The Nuclear AMRC has constantly grown and developed since its inception.
In July 2009, the UK government’s Low Carbon Industrial Strategy gave a commitment to “establish a Nuclear Advanced Manufacturing Research Centre that combines the knowledge, practices and expertise of manufacturing companies with the capability of universities”.
Following bids from some of the UK’s leading universities to develop the centre, it was announced in December 2009 that the Nuclear AMRC would be led by the University of Sheffield and The University of Manchester, with Rolls-Royce as lead industrial partner. Other founding partners were Areva, Westinghouse, Sheffield Forgemasters and Tata Steel.
The establishment of the Nuclear AMRC was supported by a £15 million grant from the Department for Business, Innovation & Skills (now replaced by BEIS) and £7 million from the regional development agency Yorkshire Forward (now defunct). The European Regional Development Fund also supported the development of the centre’s permanent home on the Advanced Manufacturing Park (AMP), South Yorkshire.
BIS and the Northwest Development Agency (also defunct) invested a further £8 million to expand the manufacturing research laboratories at The University of Manchester’s Dalton Nuclear Institute.
In March 2011, the Nuclear AMRC became part of the first of a new generation of government-backed Technology Innovation Centres, later branded as the Catapult network. The High Value Manufacturing Catapult is now a thriving alliance of seven leading manufacturing R&D centres backed by Innovate UK. Another eight Catapults are addressing other key technology areas.

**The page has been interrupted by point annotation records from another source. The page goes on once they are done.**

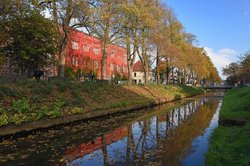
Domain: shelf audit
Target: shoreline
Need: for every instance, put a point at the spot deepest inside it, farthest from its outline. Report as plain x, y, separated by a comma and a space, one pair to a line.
13, 130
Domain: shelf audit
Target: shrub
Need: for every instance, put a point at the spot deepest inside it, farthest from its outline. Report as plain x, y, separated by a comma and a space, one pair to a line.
21, 106
77, 110
19, 118
4, 119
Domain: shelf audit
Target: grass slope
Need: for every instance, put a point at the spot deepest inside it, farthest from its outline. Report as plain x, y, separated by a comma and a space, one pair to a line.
27, 100
230, 144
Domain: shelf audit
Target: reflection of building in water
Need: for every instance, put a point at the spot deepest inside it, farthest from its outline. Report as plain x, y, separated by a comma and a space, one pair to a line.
142, 141
86, 148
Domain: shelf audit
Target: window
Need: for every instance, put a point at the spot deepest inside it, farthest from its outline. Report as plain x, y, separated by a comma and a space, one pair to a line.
112, 67
112, 53
74, 45
124, 69
118, 68
97, 51
95, 64
86, 47
75, 61
125, 58
84, 61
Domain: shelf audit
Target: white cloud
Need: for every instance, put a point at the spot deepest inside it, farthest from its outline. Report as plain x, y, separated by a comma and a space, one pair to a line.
221, 58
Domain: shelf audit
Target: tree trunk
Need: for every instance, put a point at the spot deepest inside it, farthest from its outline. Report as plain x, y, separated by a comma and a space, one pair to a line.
157, 67
104, 58
61, 68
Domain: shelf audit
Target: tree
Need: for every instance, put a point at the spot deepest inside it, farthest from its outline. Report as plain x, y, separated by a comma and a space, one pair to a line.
30, 45
106, 25
66, 15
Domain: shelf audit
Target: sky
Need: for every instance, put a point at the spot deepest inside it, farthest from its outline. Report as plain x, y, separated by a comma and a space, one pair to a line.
222, 27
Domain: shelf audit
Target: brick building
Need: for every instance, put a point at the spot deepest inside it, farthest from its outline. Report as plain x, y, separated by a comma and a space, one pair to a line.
85, 52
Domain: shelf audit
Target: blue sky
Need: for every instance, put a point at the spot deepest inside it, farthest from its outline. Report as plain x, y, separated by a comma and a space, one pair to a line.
222, 27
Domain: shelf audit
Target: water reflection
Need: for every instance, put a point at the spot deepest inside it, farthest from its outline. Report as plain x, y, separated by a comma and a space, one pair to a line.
162, 136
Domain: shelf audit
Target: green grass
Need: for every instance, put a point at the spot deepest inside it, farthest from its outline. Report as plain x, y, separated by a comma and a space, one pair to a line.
24, 101
236, 104
229, 144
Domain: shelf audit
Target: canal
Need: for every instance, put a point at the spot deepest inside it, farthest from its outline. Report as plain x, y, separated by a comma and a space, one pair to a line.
176, 133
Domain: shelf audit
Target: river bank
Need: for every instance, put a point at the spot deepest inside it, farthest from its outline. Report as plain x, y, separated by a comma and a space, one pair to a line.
230, 142
27, 105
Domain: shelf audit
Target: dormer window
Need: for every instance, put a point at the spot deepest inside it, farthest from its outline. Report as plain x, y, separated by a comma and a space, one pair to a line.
74, 45
86, 47
97, 51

The Nuclear AMRC took possession of its facility on the Advanced Manufacturing Park in October 2011, with an official launch in May 2012.
Since our launch, we have developed and consolidated our position at the heart of the UK’s civil nuclear manufacturing industry. We have opened additional R&D facilities in the North West and Midlands to expand our capabilities into other technology areas of vital importance to the UK nuclear industry.
We have worked with more than 1,000 businesses, including many SMEs, to help them to become more competitive. And we have extended our capabilities from our core civil nuclear market, to help companies solve their manufacturing problems across the energy sector and in other quality-critical industries.